8 November 1944: Again cold and wet. A quiet day with occasional shoot over the Maas. An O.P. tank from 'D' Battery RHA, shot up the Church at Well, which was believed to be an enemy O.P., riddling it with delayed action 75 mm HE shot. Ammunition expenditure 1308.
9 November 1944: Still cold and wet, and again a quiet day. Orders were received for a move the following day to the area of Kinroy, on the border of Holland and Belgium. There was a good deal of secrecy about the move, and wireless silence was enforced from 2200 hours. It was rumoured that here would be a push by Twelfth Corps to force the enemy behind the Maas from their large bridgehead near Venlo. Ammunition expenditure 69.

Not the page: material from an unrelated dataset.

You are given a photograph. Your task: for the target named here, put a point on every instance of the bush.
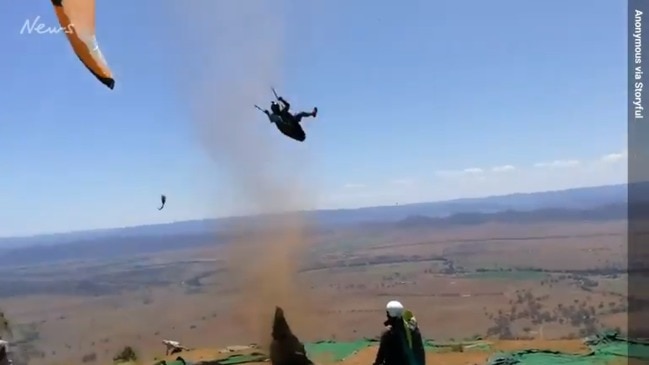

10 November 1944: The move started at 0900 and took us firstly to ´s-Hertogenbosch, which satisfied many peoples curiosity, as we had spent three weeks sitting in front of it. The part we passed through, the Western suburbs, was badly damaged, the station, for example, being a mass of twisted girders, smashed engines and trucks, with a signal gentry leaning over at a grotesque angle. The rest of the town was reported to be rather less damaged, and the Regiment had a good view of the fine Cathedral from the South. The journey continued in bitter cold and heavy rain through Tilburg to Merksplas where the weather cleared a little, and thence on to Gheel, which we had passed through some weeks before, when it was in a very dilapidated state. However, it seemed to have been fairly well patched up since then. The route went on to Mol and Lille St. Hubert, to Peer and Bree and then to the Regimental area East of Kinroy, which it reached at 2100 hrs. RHQ was in a brickworks within two hundred yards of the Dutch frontier, and the Batteries were slightly further back. Ammunition expenditure Nil.
11 November 1944: The Regiment moved to Belgium.